Le Conservatoire des Arts reste donc un idéal dynamique à mettre en oeuvre, pour enfin donner forme et réalité aux rêves de nos poètes et de nos artistes, sans oublier, au possible, voire au surplus, de lier l’art à l’utilité, en faisant une place méritée à nos artisans, au service, depuis toujours, de la vie humaine de notre Martinique. En effet, pourquoi pas, en un même lieu, beaux arts et arts de l’utile, se côtoyant, pour la libre affirmation de la personnalité des uns et des autres, leur relation commune à la beauté, ainsi que leurs réelles exigences de créativité de l’esprit ?

C’est à cette conquête du rêve et de la réalité, qu’il importe d’avancer, notamment pour rendre possibles des voies de formation, plus que jamais ouvertes, disponibles, à une nombreuse jeunesse, à l’intellect plus pratique, jusqu’ici frustrée de créativité. Il apparaît de plus en plus évident qu’un système éducatif, qui accorde une importance excessive à la première chance, au caractère intellectualiste des méthodologies, aux titres et aux diplômes, ne peut qu’entraîner une immobilisation des statuts socio-économiques, décourageant les vocations tardives, notamment celles des jeunes en échec, ne bénéficiant nullement d’un héritage socio-culturel privilégié. Ce faux humanisme universaliste fait obstacle à tout progressisme artistique et culturel.

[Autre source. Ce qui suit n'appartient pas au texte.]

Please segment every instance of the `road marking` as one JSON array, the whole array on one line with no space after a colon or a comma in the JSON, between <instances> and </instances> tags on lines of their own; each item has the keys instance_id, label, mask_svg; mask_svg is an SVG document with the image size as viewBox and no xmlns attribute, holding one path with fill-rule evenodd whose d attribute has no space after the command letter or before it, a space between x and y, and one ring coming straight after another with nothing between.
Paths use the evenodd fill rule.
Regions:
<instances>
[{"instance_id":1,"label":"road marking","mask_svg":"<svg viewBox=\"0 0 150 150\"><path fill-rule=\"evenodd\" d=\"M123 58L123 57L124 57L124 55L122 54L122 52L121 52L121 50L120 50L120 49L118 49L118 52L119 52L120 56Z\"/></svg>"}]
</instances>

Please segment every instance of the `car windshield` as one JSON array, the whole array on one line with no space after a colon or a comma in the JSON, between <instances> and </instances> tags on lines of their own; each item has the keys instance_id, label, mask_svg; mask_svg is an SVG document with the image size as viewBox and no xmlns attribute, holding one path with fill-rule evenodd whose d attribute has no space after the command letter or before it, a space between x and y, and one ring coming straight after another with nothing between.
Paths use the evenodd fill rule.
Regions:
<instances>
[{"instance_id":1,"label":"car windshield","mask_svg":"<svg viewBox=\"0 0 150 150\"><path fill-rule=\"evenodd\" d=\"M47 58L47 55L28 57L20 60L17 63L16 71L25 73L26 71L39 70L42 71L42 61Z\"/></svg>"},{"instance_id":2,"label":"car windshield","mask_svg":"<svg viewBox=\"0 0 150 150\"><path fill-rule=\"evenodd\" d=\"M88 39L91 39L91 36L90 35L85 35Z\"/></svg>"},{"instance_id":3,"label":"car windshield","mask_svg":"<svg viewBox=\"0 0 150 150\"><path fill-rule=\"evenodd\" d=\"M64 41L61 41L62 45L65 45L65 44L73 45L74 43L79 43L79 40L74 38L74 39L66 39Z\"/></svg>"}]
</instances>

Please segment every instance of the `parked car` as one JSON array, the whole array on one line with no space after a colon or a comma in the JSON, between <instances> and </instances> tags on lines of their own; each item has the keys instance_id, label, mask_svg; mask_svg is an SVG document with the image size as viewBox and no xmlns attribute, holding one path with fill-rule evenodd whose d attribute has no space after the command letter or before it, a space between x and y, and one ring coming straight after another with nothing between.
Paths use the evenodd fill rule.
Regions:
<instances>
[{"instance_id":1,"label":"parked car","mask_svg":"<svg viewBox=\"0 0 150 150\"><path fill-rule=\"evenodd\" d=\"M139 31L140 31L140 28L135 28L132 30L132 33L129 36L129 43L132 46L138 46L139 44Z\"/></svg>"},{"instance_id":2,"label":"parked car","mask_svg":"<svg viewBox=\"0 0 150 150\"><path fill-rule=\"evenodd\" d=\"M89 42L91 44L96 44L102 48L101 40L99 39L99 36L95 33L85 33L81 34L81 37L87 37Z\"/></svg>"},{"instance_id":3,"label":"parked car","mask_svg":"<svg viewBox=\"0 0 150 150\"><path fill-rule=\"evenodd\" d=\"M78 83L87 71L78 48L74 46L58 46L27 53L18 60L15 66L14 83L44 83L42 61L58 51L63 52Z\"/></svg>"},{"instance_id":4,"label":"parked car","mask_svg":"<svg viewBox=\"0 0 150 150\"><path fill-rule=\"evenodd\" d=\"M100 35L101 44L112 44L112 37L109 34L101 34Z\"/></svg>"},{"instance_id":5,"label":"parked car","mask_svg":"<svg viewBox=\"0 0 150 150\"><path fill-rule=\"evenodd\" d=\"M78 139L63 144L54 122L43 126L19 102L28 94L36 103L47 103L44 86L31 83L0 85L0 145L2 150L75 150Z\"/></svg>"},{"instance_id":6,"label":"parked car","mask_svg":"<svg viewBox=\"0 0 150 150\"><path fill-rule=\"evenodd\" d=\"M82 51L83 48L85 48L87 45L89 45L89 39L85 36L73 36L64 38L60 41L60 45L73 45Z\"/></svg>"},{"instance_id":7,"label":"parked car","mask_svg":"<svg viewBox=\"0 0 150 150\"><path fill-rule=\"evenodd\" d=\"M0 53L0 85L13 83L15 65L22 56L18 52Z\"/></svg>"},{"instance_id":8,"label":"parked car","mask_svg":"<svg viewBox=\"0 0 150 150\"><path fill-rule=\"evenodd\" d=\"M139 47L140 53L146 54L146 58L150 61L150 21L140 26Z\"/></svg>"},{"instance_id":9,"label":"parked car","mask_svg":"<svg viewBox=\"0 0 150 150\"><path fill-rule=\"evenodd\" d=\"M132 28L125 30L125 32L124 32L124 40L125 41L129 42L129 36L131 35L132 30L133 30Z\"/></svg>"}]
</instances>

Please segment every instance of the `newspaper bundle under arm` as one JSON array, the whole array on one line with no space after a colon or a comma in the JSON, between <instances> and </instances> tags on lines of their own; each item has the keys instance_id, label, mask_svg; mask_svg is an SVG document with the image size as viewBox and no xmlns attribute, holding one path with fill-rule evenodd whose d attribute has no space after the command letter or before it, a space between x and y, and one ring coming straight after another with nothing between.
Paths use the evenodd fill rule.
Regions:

C’est aussi pourquoi d’ailleurs, même l’enseignement technique et professionnel cherche de plus en plus à mimer l’idéologie du système dominant. Fasciné par cette idéologie, il veut être à la fois spécifique, et assimilé à l’enseignement général. De telles dissociations se traduisent par environ un tiers de chaque classe d’âge, renvoyé dans la vie active, sans aucune formation. D’où la recherche de réponses extérieures, tel – pourquoi pas ? – une section du futur Conservatoire des Arts, susceptible d’être, pour une partie de ces jeunes, un univers extrêmement motivant et inducteur, par exemple dans l’ébénisterie et la joaillerie, autrefois ici très florissantes et pourvoyeuses d’emplois, mais cependant avec de nouvelles démarches de formation, sur les deux plans des méthodes et des instruments.

Le tour de main de l’artisan, n’est-ce pas le mélange d’une perception et de gestes techniques, tels que celui-ci, porteur de formes, communique ces formes aux objets ? Le primat de la sensation visuelle – la vision créatrice – fait rejeter toute grammaire rationnelle de l’art, pour plus d’effort créateur de la main et des yeux, par le plaisir d’imiter, même si parfois la main tremble, pour ne retenir finalement que la connaissance réaliste, inhérente à la sensation vécue, donc aux différentes tâches à accomplir. Le jeune se trouve alors immergé dans la créativité, selon une praticité comportant des degrés : modeler ce que l’on veut faire, juger des moyens et instruments, enfin exécuter par des voies opératives, pour parvenir, à force d’actions à accomplir, et de créations d’objets, à plus ou moins long terme, à la science pratique de l’œuvre à faire. En tel cas, l’art n’apparaît-il pas comme une vertu particulière de l’intellect pratique, en vue du bien de l’œuvre produite, donc du bon ouvrage ? Progressivement, au fil du temps, viendra la recherche d’une participation originale de la beauté. Autre chose est l’action, autre chose est la création personnelle ! La règle céleste, consistant à engendrer dans la beauté, à la manière de la divine création, prendra peu à peu sa pleine signification, d’une infinité de manières différentes, comme la beauté elle-même ! Alors, au terme d’une carrière d’ébéniste ou de joaillier, d’artiste peintre – pourquoi pas ? – on pourra dire, comme Dante, que l’art humain est comme le petit-fils de Dieu.